3. Managing Complications

  • Clotting Risks: Thrombocytosis in MPNs increases the risk of strokes, heart attacks, and deep vein thrombosis (DVT). Prompt treatment of symptoms like chest pain, shortness of breath, or limb swelling is essential.
  • Bleeding Risks: Paradoxically, MPN patients with thrombocytosis may experience bleeding due to abnormal platelet function, such as nosebleeds, gum bleeding, or gastrointestinal bleeding. Report unusual bleeding to your healthcare provider immediately.

Living with Thrombocytosis as an MPN Patient

Thrombocytosis in the context of MPNs requires long-term management, but there are steps you can take to improve your quality of life:

  • Stay Informed: Learn about your specific MPN and its implications for thrombocytosis.
  • Build a Support Network: MPNs are rare conditions. Connecting with support groups or online communities can provide emotional support and practical advice.
  • Communicate with Your Care Team: Keep an open dialogue with your hematologist, and don’t hesitate to ask about treatment options, clinical trials, or lifestyle recommendations.
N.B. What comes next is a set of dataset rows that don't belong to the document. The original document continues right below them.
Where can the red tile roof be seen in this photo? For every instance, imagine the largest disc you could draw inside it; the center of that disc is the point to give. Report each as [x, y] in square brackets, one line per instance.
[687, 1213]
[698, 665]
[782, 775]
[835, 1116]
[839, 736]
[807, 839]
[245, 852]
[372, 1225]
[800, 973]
Thrombocytosis in MPN patients is more than just a high platelet count—it’s a complex condition with significant implications for your health. Understanding the nuances of your condition is essential for effective management, whether it’s caused by essential thrombocythemia, polycythemia vera, or reactive triggers. By working closely with your healthcare team and staying proactive in your care, you can navigate the challenges of thrombocytosis and live a fuller, healthier life.